Theo Engelman, werkzaam op de ICT-afdeling van de bibliotheek in De Uithof, draagt geen kleding met opdruk van de universiteit. "Dat is uit principe. Ik ben geen wandelende reclamezuil." Engelman werkt al meer dan vijftien jaar voor de universiteit. "Het is een leuk bedrijf waar zinvol werk wordt verricht. Op verjaardagen is het aardig om te vertellen dat je voor de universiteit werkt, daar ben ik dan ook trots op."

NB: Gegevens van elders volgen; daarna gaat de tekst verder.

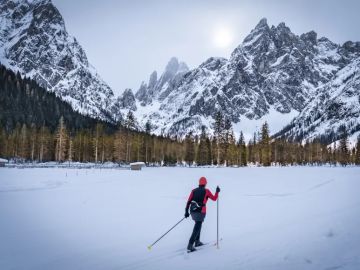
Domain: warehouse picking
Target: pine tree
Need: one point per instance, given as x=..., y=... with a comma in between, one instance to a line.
x=242, y=150
x=218, y=134
x=202, y=156
x=24, y=143
x=343, y=147
x=71, y=149
x=265, y=145
x=120, y=145
x=357, y=153
x=44, y=144
x=148, y=128
x=189, y=149
x=97, y=139
x=60, y=137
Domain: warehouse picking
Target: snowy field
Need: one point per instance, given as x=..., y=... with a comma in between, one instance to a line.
x=270, y=218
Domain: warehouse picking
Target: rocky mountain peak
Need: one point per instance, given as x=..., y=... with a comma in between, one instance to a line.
x=34, y=41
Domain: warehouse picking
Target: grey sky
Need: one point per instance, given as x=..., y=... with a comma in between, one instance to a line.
x=126, y=40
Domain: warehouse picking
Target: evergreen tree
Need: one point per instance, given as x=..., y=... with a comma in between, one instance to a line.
x=189, y=148
x=97, y=140
x=61, y=137
x=343, y=146
x=242, y=150
x=218, y=134
x=202, y=156
x=265, y=145
x=357, y=153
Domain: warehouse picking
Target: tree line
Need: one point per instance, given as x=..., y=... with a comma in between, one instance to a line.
x=127, y=144
x=36, y=125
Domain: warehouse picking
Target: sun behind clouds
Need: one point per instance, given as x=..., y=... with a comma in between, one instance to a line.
x=223, y=37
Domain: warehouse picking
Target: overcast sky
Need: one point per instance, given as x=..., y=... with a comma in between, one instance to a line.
x=126, y=40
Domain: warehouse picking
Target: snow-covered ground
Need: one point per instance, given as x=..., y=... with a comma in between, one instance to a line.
x=270, y=218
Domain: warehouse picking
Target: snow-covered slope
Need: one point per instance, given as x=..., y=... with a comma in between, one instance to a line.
x=34, y=41
x=337, y=104
x=273, y=71
x=290, y=218
x=273, y=75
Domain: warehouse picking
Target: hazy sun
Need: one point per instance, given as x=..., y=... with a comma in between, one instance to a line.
x=223, y=37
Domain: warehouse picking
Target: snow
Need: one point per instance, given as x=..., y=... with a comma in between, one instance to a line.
x=275, y=119
x=270, y=218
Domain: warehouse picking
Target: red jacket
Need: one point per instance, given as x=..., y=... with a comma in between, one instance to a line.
x=195, y=193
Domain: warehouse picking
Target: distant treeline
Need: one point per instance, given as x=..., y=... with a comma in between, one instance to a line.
x=38, y=126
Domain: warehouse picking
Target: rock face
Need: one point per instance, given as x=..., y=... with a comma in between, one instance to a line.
x=337, y=104
x=34, y=41
x=273, y=69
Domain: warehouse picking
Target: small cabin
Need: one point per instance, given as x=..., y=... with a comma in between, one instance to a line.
x=136, y=166
x=2, y=162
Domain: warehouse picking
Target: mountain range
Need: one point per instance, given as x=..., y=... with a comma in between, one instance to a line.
x=308, y=86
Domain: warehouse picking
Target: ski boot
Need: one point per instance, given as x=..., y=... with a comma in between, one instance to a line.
x=198, y=243
x=190, y=248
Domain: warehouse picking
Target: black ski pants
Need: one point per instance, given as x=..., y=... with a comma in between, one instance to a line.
x=195, y=236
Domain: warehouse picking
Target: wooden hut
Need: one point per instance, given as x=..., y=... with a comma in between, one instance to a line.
x=2, y=162
x=136, y=166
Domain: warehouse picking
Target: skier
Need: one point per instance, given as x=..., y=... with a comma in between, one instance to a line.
x=197, y=204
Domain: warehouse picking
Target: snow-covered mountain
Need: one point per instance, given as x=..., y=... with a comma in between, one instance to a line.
x=271, y=76
x=337, y=104
x=34, y=41
x=274, y=75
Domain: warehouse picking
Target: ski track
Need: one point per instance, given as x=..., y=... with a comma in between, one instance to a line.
x=269, y=220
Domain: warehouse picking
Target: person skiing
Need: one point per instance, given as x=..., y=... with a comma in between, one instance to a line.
x=197, y=205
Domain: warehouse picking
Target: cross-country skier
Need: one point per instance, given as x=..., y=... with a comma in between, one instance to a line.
x=197, y=205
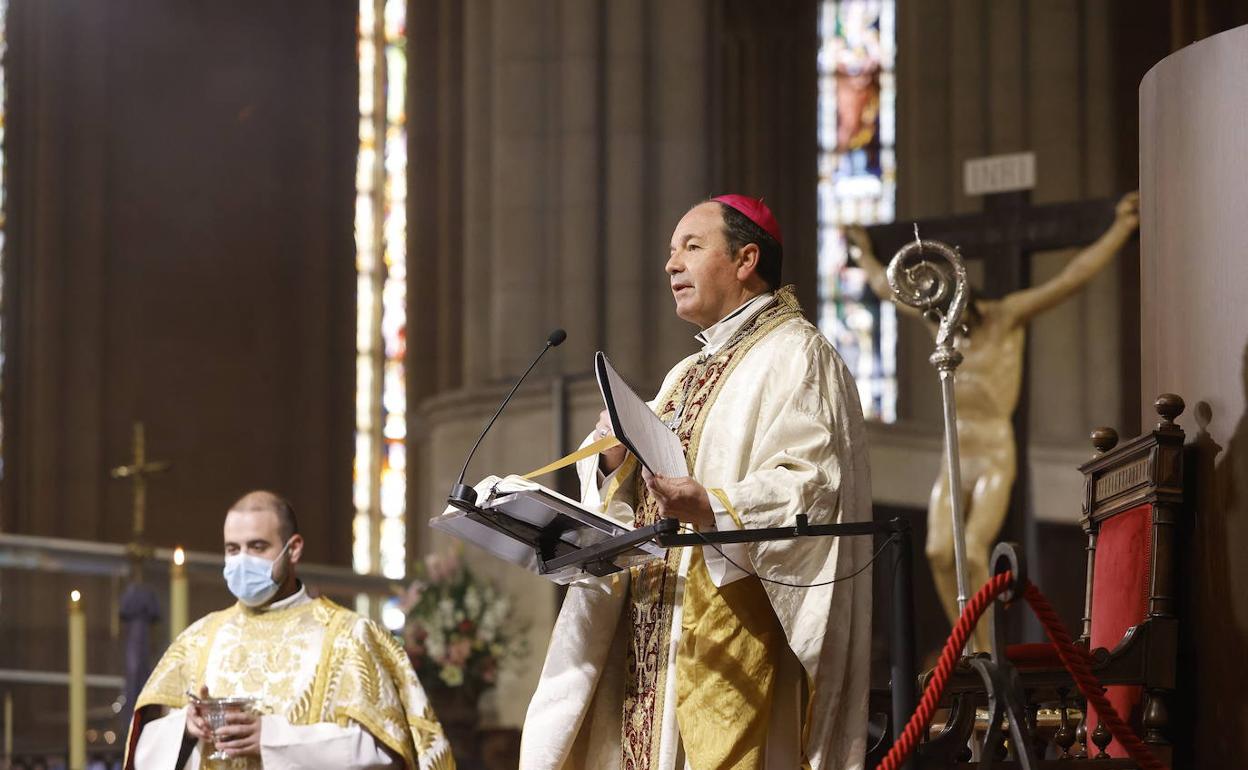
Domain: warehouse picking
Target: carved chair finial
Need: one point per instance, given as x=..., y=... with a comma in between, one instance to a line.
x=1105, y=439
x=1168, y=406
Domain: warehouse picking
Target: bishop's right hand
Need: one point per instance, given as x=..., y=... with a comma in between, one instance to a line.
x=196, y=723
x=608, y=459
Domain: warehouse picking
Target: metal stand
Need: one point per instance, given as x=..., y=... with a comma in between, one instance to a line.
x=901, y=652
x=554, y=554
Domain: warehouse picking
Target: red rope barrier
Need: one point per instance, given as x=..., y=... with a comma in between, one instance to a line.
x=1077, y=663
x=1075, y=658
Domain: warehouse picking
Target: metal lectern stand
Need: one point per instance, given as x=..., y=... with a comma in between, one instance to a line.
x=554, y=554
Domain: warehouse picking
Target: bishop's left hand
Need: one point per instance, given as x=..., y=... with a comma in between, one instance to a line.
x=240, y=736
x=680, y=498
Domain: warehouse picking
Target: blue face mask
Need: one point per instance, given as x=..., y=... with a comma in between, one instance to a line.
x=251, y=578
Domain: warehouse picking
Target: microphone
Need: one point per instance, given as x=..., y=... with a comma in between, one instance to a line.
x=462, y=492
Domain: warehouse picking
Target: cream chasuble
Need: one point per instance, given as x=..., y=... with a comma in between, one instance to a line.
x=335, y=690
x=697, y=662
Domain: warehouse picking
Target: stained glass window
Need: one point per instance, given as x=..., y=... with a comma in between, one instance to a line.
x=858, y=186
x=380, y=492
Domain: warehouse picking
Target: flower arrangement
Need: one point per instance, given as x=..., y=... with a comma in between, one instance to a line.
x=458, y=627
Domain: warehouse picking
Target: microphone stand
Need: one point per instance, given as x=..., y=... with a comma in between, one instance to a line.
x=463, y=493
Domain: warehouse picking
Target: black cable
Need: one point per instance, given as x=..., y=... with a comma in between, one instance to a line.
x=849, y=577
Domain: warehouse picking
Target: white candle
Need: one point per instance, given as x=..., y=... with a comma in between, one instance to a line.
x=78, y=683
x=8, y=726
x=177, y=594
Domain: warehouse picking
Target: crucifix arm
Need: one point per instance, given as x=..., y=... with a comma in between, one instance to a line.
x=862, y=252
x=1026, y=303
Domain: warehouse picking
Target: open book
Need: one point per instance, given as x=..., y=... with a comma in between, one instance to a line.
x=544, y=532
x=517, y=519
x=637, y=426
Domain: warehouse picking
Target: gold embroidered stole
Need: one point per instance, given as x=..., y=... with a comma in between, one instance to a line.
x=353, y=670
x=652, y=588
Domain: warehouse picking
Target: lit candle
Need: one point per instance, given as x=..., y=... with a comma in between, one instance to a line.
x=78, y=683
x=8, y=726
x=177, y=594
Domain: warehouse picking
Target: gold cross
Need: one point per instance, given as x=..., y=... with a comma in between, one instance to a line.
x=139, y=471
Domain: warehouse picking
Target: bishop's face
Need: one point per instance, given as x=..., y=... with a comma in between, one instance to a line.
x=705, y=277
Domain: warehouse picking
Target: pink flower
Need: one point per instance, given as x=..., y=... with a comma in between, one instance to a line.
x=412, y=597
x=458, y=652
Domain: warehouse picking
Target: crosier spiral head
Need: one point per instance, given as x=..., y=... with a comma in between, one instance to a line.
x=931, y=277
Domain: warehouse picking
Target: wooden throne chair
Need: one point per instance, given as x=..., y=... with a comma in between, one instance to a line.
x=1133, y=518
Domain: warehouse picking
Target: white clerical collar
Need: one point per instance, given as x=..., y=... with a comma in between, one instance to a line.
x=297, y=598
x=716, y=335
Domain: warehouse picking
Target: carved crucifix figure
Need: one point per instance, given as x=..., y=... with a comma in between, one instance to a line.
x=139, y=469
x=989, y=385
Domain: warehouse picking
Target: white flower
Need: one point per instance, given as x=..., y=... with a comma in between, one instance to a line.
x=452, y=674
x=472, y=602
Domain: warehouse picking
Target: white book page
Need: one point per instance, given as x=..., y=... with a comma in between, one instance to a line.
x=638, y=427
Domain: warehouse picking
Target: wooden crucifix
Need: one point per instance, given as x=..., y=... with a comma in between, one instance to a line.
x=137, y=471
x=991, y=383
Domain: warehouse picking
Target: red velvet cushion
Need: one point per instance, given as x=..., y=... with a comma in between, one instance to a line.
x=1120, y=597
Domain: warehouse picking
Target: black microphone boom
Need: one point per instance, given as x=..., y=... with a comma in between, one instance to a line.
x=461, y=491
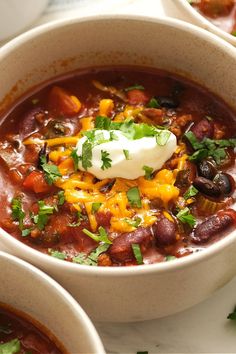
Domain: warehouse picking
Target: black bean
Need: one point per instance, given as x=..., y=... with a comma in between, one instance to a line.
x=212, y=227
x=207, y=169
x=224, y=182
x=164, y=232
x=167, y=101
x=203, y=129
x=207, y=187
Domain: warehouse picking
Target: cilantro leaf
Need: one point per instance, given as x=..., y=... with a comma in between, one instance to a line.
x=148, y=172
x=92, y=258
x=186, y=217
x=209, y=147
x=134, y=87
x=17, y=211
x=106, y=161
x=102, y=123
x=133, y=196
x=75, y=158
x=113, y=136
x=137, y=253
x=191, y=192
x=11, y=347
x=51, y=171
x=44, y=212
x=86, y=155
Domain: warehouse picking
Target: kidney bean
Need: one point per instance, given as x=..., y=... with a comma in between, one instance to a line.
x=164, y=232
x=121, y=249
x=224, y=182
x=207, y=169
x=155, y=114
x=214, y=226
x=167, y=101
x=207, y=187
x=203, y=129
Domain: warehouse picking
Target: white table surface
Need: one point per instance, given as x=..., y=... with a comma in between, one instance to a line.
x=201, y=329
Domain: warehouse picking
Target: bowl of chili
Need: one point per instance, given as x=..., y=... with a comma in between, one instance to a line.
x=38, y=315
x=84, y=198
x=217, y=16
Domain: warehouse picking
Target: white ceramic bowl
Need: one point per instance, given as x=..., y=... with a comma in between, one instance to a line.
x=148, y=291
x=186, y=12
x=16, y=15
x=29, y=290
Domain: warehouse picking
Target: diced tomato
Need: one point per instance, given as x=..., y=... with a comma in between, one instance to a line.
x=62, y=102
x=137, y=97
x=36, y=182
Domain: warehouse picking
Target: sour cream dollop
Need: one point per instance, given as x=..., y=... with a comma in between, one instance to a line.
x=123, y=157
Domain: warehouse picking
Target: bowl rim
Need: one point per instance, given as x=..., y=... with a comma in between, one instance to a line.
x=137, y=270
x=203, y=21
x=44, y=278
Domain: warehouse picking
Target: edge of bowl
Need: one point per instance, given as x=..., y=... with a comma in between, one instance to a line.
x=174, y=265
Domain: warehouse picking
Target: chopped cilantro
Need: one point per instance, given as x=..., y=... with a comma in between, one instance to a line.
x=41, y=218
x=133, y=196
x=170, y=258
x=95, y=207
x=61, y=197
x=191, y=192
x=106, y=161
x=86, y=155
x=51, y=171
x=92, y=258
x=90, y=134
x=100, y=237
x=17, y=211
x=126, y=153
x=102, y=123
x=208, y=147
x=25, y=232
x=153, y=103
x=75, y=158
x=148, y=172
x=57, y=254
x=134, y=87
x=137, y=253
x=11, y=347
x=133, y=222
x=186, y=217
x=162, y=137
x=113, y=136
x=232, y=315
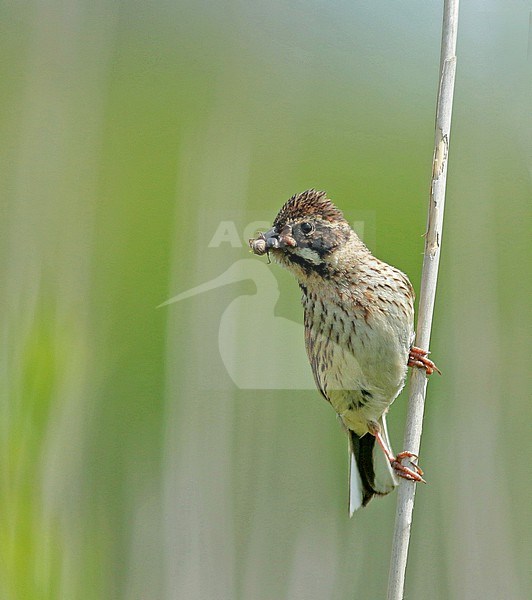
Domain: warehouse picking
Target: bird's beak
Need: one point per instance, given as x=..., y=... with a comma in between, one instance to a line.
x=272, y=240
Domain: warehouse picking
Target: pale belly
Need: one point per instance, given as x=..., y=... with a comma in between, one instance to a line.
x=360, y=369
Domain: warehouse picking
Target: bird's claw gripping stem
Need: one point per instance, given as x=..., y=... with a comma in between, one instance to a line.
x=418, y=358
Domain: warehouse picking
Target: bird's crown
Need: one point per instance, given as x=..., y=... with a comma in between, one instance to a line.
x=310, y=203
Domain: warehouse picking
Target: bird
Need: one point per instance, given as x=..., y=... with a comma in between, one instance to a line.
x=359, y=333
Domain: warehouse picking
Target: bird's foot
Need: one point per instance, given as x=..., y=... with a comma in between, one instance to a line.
x=418, y=358
x=413, y=474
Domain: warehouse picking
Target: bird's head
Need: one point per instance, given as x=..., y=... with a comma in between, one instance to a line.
x=307, y=235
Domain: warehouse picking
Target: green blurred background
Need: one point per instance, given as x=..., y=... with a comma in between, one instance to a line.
x=132, y=464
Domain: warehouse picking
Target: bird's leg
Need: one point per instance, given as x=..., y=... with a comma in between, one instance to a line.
x=414, y=474
x=418, y=358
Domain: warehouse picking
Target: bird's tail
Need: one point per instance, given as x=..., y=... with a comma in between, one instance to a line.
x=370, y=472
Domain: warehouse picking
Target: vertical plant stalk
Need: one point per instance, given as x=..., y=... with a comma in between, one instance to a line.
x=429, y=277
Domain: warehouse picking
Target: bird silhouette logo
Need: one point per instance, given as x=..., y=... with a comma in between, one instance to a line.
x=249, y=333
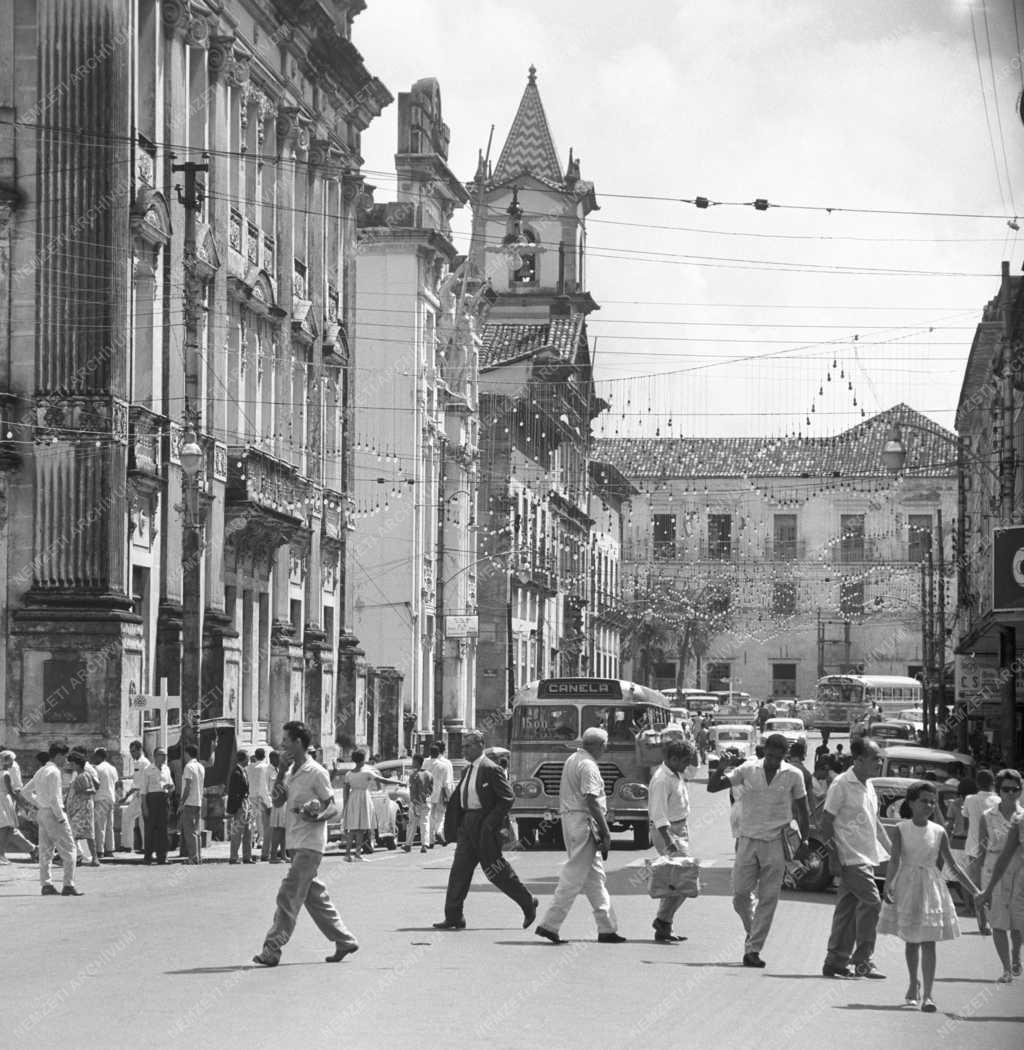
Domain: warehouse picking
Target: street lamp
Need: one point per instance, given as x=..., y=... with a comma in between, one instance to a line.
x=191, y=458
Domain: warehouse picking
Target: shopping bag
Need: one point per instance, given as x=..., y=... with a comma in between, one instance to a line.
x=674, y=877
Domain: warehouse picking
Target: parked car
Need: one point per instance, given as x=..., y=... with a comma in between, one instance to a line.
x=903, y=760
x=739, y=739
x=792, y=729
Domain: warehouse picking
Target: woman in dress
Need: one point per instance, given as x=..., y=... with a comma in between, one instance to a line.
x=9, y=785
x=918, y=907
x=358, y=805
x=1002, y=872
x=79, y=805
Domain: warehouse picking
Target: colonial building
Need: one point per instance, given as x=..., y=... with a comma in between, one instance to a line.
x=412, y=561
x=181, y=180
x=536, y=405
x=798, y=557
x=990, y=614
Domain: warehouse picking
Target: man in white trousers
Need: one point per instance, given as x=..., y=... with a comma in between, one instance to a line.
x=440, y=769
x=585, y=828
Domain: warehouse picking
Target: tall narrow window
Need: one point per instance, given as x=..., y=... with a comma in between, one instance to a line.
x=852, y=538
x=664, y=537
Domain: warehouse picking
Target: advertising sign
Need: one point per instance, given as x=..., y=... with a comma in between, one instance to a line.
x=1008, y=569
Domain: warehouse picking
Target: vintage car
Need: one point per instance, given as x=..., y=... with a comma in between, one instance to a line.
x=927, y=763
x=792, y=729
x=742, y=740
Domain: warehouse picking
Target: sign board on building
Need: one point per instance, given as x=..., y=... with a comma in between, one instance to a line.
x=1008, y=569
x=978, y=683
x=461, y=627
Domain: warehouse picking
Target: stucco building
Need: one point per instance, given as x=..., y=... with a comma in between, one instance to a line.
x=412, y=560
x=107, y=313
x=810, y=550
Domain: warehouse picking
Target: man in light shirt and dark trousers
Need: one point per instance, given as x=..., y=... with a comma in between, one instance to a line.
x=302, y=791
x=773, y=794
x=582, y=806
x=668, y=805
x=474, y=818
x=45, y=791
x=851, y=827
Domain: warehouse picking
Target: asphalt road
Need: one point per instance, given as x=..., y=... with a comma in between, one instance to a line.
x=160, y=957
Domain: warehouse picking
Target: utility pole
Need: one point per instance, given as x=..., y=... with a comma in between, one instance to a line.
x=191, y=458
x=943, y=712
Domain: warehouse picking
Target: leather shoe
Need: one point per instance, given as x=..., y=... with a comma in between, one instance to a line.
x=529, y=915
x=451, y=924
x=840, y=972
x=340, y=951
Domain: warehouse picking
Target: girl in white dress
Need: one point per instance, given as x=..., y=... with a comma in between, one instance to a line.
x=918, y=907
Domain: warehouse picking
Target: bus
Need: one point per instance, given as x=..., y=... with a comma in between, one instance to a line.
x=844, y=699
x=548, y=718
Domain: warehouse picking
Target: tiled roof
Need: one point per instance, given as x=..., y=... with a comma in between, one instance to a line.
x=854, y=453
x=529, y=146
x=503, y=343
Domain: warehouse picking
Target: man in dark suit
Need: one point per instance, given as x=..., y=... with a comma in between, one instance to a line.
x=473, y=820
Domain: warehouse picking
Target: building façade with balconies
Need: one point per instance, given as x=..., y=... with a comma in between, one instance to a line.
x=106, y=301
x=810, y=550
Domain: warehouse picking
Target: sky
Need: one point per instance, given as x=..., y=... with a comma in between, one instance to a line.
x=730, y=320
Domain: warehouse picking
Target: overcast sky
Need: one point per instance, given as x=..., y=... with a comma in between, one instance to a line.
x=874, y=104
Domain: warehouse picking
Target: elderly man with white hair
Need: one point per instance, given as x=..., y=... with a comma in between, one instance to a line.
x=582, y=806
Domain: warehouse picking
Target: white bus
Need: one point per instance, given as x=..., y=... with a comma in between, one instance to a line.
x=843, y=699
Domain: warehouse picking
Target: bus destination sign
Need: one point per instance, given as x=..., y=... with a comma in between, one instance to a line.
x=583, y=689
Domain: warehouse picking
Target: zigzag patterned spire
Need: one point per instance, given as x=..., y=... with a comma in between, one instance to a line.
x=529, y=146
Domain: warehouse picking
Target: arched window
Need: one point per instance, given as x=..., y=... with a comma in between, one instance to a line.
x=526, y=274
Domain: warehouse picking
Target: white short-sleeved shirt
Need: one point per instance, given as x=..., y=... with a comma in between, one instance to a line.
x=309, y=781
x=854, y=809
x=581, y=777
x=107, y=776
x=194, y=775
x=766, y=809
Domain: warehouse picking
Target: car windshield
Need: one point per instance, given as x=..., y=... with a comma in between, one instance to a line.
x=536, y=721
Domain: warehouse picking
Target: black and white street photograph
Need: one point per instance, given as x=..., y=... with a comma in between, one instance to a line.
x=539, y=489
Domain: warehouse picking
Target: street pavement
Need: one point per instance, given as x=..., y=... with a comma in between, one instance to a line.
x=160, y=957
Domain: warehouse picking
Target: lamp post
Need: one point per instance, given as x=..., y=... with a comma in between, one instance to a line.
x=191, y=459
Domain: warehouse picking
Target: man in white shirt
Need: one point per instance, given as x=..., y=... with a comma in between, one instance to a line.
x=258, y=773
x=309, y=803
x=45, y=791
x=193, y=780
x=103, y=802
x=974, y=806
x=851, y=827
x=582, y=807
x=132, y=800
x=440, y=769
x=773, y=794
x=668, y=806
x=155, y=791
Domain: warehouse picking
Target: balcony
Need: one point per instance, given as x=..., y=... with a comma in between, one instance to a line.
x=266, y=501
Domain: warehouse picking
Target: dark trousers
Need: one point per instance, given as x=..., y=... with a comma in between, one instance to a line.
x=155, y=826
x=477, y=845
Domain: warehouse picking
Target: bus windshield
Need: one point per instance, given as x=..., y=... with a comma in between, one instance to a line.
x=537, y=721
x=623, y=722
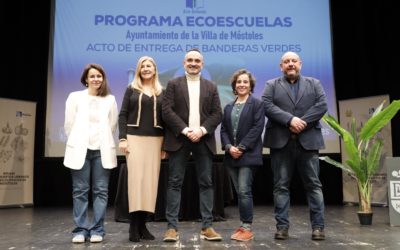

Myrke van der Meer staat achter de kassa in de kantine van het Educatorium. "Nu ben ik als medewerker aan de slag. Maar ik studeer hier ook hoor", zegt ze er snel bij. "Ik werk hier niet zo vaak, dus kan ik beter in mijn rol als student iets vertellen over mijn gevoel van universiteitstrots. Ten eerste hangt er hier een gemoedelijke sfeer, waarin docenten en studenten informeel met elkaar omgaan. Mijn gevoel van trots is sterker geworden door de goede zorg van de UU na het ongeluk met de hijskraan. Ik was in de gang toen de kraan viel en ik was natuurlijk erg geschrokken. Mijn spullen lagen nog in een lokaal, die moest ik later ophalen. Er werd gelijk iemand meegestuurd die mij persoonlijk begeleidde. De één-op-één hulpverlening vond ik erg fijn." Ook daarna werd de masterstudente Economische Geografie goed geholpen. "De nazorg was uitstekend, echt heel menselijk. Ik kreeg nog een brief met de vraag hoe het met me ging. Dat is erg fijn als je zoiets hebt meegemaakt. Je kunt dus gek genoeg zeggen dat de val van de hijskraan ervoor heeft gezorgd dat mijn band met de universiteit is versterkt. Myrke heeft geen UU-gadgets. "Dat hoeft voor mij niet, ik hoef niet in mijn eigen stad te laten zien dat ik studeer. Ik heb in Costa Rica gestudeerd en ik zou het wel leuk vinden om een trui van de Costa Ricaanse universiteit te dragen. Ik wilde zo'n trui daar kopen, om hem hier aan te trekken, maar helaas. Die verkochten ze niet.
Wetenschappelijke trots
"Trots hangt af van meerdere factoren. Ten eerste de manier waarop het bedrijf of de instelling naar buiten toe bekend staat. Is er veel negatieve publiciteit, dan heeft de medewerker, of in dit geval ook de student, een minder sterk gevoel van trots en commitment. Daarnaast is het belangrijk hoe je bij de organisatie behandeld wordt.", Rendel de Jong is universitair docent aan de vakgroep Sociale en Organisatiepsychologie en doet onderzoek naar commitment en welbevinden. "Je merkt dat de trots over het algemeen groter is als een persoon net begonnen is bij een bedrijf. In dit geval zou je een student als voorbeeld kunnen noemen. In het begin lijkt alles nog vers en nieuw. Je wordt naar de universiteit 'gelokt' door een mooie advertentie met glimlachende mensen, maar als je er eenmaal zit, komen je mooie verwachtingen niet uit. Je krijgt maar twee uur college per week en de tentamens vallen tegen. Het gevoel van trots verdwijnt dan als sneeuw voor de zon."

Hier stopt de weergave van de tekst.